Vinyls are still nowhere near streaming services, which accounted for 62 percent of the music industry revenue, compared to their four percent. But hey, it’s still exciting.
Greg Sutherland, a manager at House of Records in Eugene, said that this rise in vinyl popularity isn’t new.
“Records have been growing in popularity for the last 10 years,” Sutherland said. “It’s been a pretty steady incline.”
Statista reported that vinyl sales have shot up from 900,000 in 2006 to 16.8 million in 2018, showing just how close to the brink of death vinyls were, and how drastic of a comeback they have made.
Sutherland talked about his memories of how unsure the future of vinyls and record stores were at one point, and how much of an impact it had on local record stores across the country.
“In 1999, when mp3 players started coming out, record stores everywhere were going out of business,” he said.
1999 wasn’t the first time “brick-and-mortar” music stores were under threat though, according to this CNN article published on May 2, 1999 (check that link out for a blast from the past).
But somehow, record stores always find a way to stay in business, and Sutherland said that a big part of that was thanks to the younger people who still frequent his store as customers to try to capture a feeling from the past that they were never a part.
Despite the cost of vinyl compared to streaming music on Spotify, broke college students everywhere still manage to scrounge up a little extra money for a trip to the record store, and Sutherland thinks he knows why they’re willing to pay a little extra.
“The idea of taking a needle and putting it onto the record player is so interactive and almost romantic,” he said. “A lot of younger people have probably never had that experience of picking up the record and flipping it to side two.”
Sutherland also said that CD players and other digital music devices create their sound through numbers, which just can’t match the richness of a turntable.
“The sound of a record is just different,” he said. “It’s fuller, warmer and louder.
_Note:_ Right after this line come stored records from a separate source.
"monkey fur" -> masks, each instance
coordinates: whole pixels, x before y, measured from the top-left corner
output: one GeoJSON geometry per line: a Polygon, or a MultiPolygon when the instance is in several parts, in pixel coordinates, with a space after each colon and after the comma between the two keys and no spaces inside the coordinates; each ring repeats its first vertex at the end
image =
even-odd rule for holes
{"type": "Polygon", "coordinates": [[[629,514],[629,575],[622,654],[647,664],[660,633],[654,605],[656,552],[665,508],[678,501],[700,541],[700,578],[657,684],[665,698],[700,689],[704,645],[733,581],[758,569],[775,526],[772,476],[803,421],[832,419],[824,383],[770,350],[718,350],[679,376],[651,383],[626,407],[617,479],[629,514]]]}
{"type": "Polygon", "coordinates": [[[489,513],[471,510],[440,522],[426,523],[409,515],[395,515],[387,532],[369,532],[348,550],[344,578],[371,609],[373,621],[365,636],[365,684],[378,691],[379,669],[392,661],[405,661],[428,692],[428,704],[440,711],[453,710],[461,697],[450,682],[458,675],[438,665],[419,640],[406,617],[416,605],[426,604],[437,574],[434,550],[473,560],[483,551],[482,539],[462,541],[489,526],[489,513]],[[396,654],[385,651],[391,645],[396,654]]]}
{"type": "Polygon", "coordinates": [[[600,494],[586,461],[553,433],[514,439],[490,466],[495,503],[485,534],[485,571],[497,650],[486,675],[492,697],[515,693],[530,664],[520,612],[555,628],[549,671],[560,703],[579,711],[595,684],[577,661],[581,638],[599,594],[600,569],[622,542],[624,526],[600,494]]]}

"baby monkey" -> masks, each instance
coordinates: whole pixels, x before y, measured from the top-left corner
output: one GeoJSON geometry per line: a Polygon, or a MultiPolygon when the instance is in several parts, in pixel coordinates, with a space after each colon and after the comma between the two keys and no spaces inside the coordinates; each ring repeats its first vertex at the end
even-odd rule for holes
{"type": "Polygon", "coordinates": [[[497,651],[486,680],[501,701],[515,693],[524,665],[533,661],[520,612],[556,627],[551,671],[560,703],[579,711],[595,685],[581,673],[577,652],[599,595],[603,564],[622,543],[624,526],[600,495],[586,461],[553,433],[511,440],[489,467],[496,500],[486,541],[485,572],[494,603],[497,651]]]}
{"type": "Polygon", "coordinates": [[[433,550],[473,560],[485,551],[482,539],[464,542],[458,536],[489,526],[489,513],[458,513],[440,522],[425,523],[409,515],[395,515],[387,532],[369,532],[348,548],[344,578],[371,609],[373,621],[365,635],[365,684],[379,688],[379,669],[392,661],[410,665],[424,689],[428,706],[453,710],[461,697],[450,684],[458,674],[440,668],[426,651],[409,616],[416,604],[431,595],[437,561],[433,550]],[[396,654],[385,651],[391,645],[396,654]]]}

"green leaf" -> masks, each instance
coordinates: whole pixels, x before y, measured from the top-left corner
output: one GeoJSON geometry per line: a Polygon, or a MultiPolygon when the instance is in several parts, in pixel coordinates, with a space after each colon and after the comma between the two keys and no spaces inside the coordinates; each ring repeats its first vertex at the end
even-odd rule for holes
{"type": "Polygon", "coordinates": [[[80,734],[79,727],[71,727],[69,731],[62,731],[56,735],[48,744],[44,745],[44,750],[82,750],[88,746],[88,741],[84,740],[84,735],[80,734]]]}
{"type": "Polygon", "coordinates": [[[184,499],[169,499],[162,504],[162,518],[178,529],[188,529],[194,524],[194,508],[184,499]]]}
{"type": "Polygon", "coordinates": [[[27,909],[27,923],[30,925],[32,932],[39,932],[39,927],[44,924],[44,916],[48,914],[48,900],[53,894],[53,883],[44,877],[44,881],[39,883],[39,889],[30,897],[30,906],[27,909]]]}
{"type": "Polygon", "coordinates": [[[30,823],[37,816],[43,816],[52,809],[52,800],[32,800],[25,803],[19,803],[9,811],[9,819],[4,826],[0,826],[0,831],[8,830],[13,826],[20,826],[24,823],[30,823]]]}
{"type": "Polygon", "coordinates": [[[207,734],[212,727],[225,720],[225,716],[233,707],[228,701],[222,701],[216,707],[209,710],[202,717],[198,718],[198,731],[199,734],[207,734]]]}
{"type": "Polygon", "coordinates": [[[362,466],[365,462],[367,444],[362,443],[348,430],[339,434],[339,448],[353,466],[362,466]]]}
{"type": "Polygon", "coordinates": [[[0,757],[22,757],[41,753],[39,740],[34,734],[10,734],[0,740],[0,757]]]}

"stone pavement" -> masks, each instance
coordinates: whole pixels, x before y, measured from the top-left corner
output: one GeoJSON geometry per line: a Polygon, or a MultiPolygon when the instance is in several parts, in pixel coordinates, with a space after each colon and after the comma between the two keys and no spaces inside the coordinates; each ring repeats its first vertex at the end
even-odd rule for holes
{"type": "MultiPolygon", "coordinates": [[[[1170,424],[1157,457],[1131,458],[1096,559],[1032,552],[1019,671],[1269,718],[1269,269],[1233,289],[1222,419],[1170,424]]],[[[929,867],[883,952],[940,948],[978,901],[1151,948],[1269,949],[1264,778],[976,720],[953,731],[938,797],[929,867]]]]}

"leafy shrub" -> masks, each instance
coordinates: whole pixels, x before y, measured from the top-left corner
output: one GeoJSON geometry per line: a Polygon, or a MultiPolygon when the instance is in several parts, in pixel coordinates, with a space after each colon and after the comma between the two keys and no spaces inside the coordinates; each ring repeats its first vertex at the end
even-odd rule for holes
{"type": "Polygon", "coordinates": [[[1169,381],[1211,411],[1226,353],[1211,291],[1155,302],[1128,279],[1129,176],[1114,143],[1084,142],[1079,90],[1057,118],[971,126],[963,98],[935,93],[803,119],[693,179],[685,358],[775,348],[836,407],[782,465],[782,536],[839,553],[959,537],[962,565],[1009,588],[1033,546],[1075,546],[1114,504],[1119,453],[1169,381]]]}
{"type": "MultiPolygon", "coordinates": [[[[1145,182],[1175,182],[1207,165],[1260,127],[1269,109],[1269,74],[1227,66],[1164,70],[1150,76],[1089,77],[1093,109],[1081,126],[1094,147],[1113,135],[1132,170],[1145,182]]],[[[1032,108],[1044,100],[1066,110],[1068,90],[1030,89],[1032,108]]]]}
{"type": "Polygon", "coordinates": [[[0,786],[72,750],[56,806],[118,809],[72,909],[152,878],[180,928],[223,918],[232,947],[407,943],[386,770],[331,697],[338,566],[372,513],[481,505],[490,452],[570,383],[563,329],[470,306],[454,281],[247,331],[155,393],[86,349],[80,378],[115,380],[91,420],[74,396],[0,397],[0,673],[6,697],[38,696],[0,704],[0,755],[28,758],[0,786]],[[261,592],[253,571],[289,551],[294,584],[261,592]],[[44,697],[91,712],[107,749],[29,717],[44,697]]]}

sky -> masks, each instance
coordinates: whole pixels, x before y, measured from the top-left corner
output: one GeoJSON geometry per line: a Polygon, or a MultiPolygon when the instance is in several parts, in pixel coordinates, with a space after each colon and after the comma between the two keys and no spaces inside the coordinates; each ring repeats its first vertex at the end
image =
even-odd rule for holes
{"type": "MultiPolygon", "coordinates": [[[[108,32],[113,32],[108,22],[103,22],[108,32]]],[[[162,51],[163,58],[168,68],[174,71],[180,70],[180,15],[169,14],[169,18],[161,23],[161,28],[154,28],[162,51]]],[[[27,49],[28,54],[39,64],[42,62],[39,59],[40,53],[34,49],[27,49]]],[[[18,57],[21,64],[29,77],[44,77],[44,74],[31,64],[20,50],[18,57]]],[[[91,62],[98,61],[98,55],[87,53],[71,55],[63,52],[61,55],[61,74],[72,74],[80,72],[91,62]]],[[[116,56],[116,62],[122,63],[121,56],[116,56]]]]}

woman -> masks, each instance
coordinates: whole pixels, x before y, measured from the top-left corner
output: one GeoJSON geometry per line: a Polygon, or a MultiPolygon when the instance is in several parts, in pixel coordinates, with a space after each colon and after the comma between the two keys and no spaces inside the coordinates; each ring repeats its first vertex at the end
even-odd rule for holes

Digital sound compresses things, and it just isn’t the same.”
Vinyl isn’t just for Rock and Roll classics ‒ plenty of new music comes out on vinyl as well. In 2019, Billie Eilish’s “When we all fall asleep where do we go” album was one of the top-selling vinyl albums of the year, and in recent years, plenty of newer rap albums such as “Astroworld” and “KOD” have been extremely popular.
A local band from Portland, The Macks, also just released their new album “Yup,” and the only physical form it was released was vinyl.
While it’s impossible to say whether record stores will stick around forever, they’ve certainly survived ups and downs before, and music lovers everywhere are happy to see the LP come back into style.
“There were times when everyone thought records might die,” Southerland said. “But people had other ideas.”